The French lifted the Siege of Rocroi but were not strong enough to move the fight into Spanish Flanders. The Spanish regrouped rapidly and stabilized their positions.

However, the battle was of great symbolic importance because of the high reputation of the Army of Flanders.

The battle established the reputation of the 21-year-old Enghien, whose numerous victories would win him the name "the Great Condé".

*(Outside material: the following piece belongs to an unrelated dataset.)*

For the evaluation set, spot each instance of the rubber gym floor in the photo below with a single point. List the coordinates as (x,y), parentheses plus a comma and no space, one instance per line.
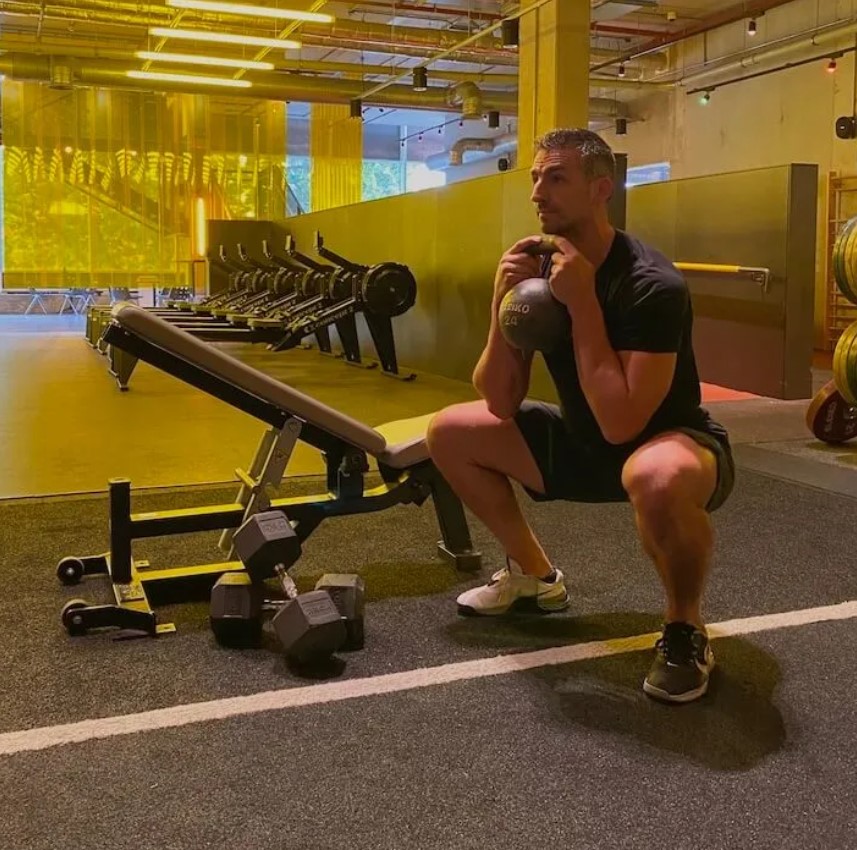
(443,732)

Abroad, it showed that France remained strong despite its four-year-old king. The following decades would see military hegemony in Continental Europe move slowly from Spain to France, as the absolute monarchy in France overpowered the Spanish imperial power. Mazarin had maneuvered to have space to cope with the Fronde and to turn the tide slowly against the Spanish in France and in the Low Countries. Turning to alliance with England, he defeated the Spanish at the Battle of the Dunes and took Dunkirk in 1658, leading to the Treaty of the Pyrenees in 1659. Although Spain looked to be all-powerful as late as 1652, the peace settlement reflected the demise of Spain's mastery of Europe in the late 1650s.

==In media==
A 2006 Spanish movie, Alatriste, directed by Agustín Díaz Yanes, portrays this battle in its final scene. The soundtrack features in the scene a funeral march, La Madrugá, composed by Colonel Abel Moreno for the Holy Week of Seville, played by the band of the Infantry Regiment "Soria" No. 9, the successor of the "Bloody Tercio", which participated in the battle, the oldest unit in the Spanish Army.

==Museum==
The elderly Spanish infantry general Paul-Bernard de Fontaines, from the Spanish Netherlands and known to the Spanish as de Fuentes, suffered from gout and was carried into battle and killed. His sedan chair was taken as a trophy by the French and may be seen in the museum of Les Invalides in Paris. Enghien is reported to have said, "Had I not won the day, I wish I had died like him".